We bring to your attention personal stories of journalists who were forced to flee from occupied peninsular and seek for safe heavens away from home for being faithful in the performance of their duty.
Serhii Mocrushyn. Investigative journalist
In June 2014, Serhii was beaten by so-called “self-defence forces of Crimea”. In March 2015, following multiple searches in the journalists apartments conducted by the FSB (Federal Security Service of Russia), he decided to leave home and move to Kyiv hoping for a better future.
“Immediately after the Crimea occupation, Russia began to mop up the information field. Editorial offices of many Crimean media had to leave and move elsewhere. In the Crimea, there are very few independent media left, and they have fewer and fewer opportunities to work. All Ukrainian channels are blocked, there is no Ukrainian press in Crimea. The Crimean Tatar TV channels and radio stations had been last standing until they were closed earlier this year. There are only compliant to the occupation authorities media resources left”- Mokrushyn describes situation with freedom of speech in the Crimea.
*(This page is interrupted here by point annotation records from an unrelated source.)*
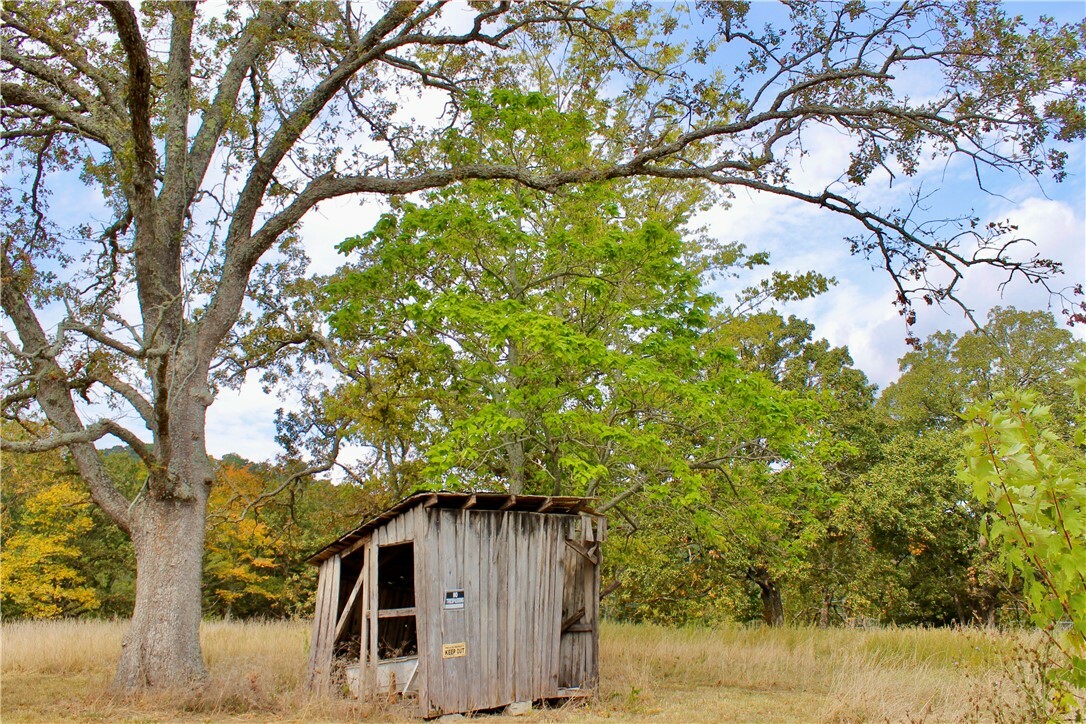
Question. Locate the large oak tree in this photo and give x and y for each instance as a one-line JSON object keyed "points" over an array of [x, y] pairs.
{"points": [[210, 135]]}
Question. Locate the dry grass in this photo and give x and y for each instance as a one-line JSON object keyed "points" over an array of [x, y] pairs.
{"points": [[61, 671]]}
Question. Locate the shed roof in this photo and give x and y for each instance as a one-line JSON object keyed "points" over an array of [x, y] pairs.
{"points": [[504, 502]]}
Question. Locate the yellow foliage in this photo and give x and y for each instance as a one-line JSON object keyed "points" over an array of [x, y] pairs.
{"points": [[37, 578]]}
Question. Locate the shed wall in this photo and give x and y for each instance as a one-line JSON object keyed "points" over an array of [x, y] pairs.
{"points": [[508, 566]]}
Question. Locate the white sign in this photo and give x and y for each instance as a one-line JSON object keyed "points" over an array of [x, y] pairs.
{"points": [[454, 599]]}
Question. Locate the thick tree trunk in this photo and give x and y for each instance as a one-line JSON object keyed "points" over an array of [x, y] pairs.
{"points": [[772, 607], [161, 648]]}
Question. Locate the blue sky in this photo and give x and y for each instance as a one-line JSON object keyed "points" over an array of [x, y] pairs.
{"points": [[856, 313]]}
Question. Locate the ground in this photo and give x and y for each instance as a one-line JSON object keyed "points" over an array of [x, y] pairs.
{"points": [[61, 671]]}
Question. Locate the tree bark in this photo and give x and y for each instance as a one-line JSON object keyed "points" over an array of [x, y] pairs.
{"points": [[161, 648], [772, 606], [162, 645]]}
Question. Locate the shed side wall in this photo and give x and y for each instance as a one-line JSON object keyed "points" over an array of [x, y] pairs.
{"points": [[509, 567]]}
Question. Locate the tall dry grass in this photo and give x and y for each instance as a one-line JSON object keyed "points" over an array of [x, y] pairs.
{"points": [[54, 671]]}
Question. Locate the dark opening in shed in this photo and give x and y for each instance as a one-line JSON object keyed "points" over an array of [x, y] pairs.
{"points": [[463, 601]]}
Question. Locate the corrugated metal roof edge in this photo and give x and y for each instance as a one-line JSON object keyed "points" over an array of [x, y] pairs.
{"points": [[507, 502]]}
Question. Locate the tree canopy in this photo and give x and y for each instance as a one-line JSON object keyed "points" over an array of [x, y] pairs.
{"points": [[207, 137]]}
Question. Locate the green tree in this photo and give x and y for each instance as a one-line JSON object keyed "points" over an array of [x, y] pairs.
{"points": [[919, 517], [1020, 460], [210, 138]]}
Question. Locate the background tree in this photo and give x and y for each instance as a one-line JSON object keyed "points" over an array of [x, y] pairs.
{"points": [[1032, 472], [210, 138]]}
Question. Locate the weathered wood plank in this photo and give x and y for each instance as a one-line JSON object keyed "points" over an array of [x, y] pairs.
{"points": [[348, 609]]}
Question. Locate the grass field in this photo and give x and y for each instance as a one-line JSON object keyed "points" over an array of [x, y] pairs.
{"points": [[61, 671]]}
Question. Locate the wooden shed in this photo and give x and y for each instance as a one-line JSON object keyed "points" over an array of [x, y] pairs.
{"points": [[463, 601]]}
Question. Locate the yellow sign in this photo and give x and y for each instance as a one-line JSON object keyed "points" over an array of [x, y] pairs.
{"points": [[454, 650]]}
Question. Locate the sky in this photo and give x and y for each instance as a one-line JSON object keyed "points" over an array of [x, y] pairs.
{"points": [[856, 313]]}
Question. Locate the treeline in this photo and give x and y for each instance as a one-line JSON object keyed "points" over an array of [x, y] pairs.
{"points": [[62, 557], [869, 522], [589, 342]]}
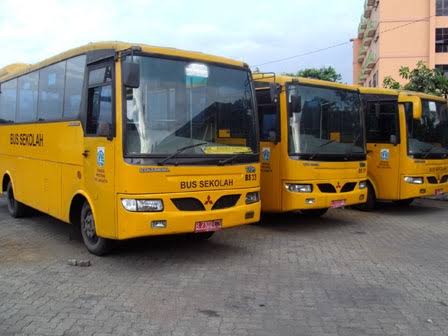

Here you can watch Serhii Mocrushyn speaking at the Conference on Journalists’ Safety, Media Freedom and Pluralism in Times of Conflict, 15–16 June 2015, in Vienna, Austria.
And here you can see an attempt of Ukrainian journalists to get out the message that freedom of speech really matters to Konstantin Dolgov, Russian MFA Human Rights Ombudsman.
Valentina Samar. Chief editor of the “Journalistic investigations Center”
In March 2014, so-called “self-defence” captured the “Journalistic investigations Center” office in Simferopol, where Ms. Samar was chief editor. Few months later, she had to leave the peninsula.
“Ukrainian and foreign journalists served as UN blue helmets in the Crimea in February and March of 2014. They stood between unarmed Ukrainian military and armed Russian Special Forces. The very few honest journalists, who work in the Crimea today, are risking their health and freedom every single day. It is necessary to ensure permanent presence of international observers in the Crimea. It could be the UN Permanent Mission on human rights or the OSCE mission. The international community should have full access to information about the human rights situation on the peninsula in order to make decisions.”
Tetiana Ryhtun. Investigative journalist. She had lived in the Crimea for 30 years
On March 3, 2014, Tatiana was filming Ukrainian navy headquarters siege when she was hit from the back on the head, and she had her video camera stolen. On March 9, after the rally dedicated to the Taras Shevchenko’s 200th anniversary, she was attacked at her home entrance for filming the event. Tatiana was evacuated from the Crimea with the help of the international security firm. She now works in Kiev.
“I had to leave Sevastopol because there was a real threat to my life, because we honestly covered the occupation from the very beginning. In Sevastopol, other local media pretended that there was no occupation, simply not noticing people with weapons. We were the only local newspaper to write about the Ukrainian military units and airports sieges, about the checkpoints on the roads, we published photos and traveled to “hot spots”.
Anna Andrievskaya. News editor
Anna is subject to the criminal investigation of the FSB (calls for the violation of territorial integrity) for her article about volunteers helping Ukrainian soldiers from Crimea in the ATO-area. During the FSB searches in the journalists apartments, the home of Anna’s parent in Simferopol was also checked.
“I know that there are the FSB “black lists” of persons, who are silently banned from entering the peninsula; the people on the list will be detained if they are to move around the territory of Crimea. I was not sure before if I was included in these lists, but after the opening of a criminal case, I am forbidden to go back home.”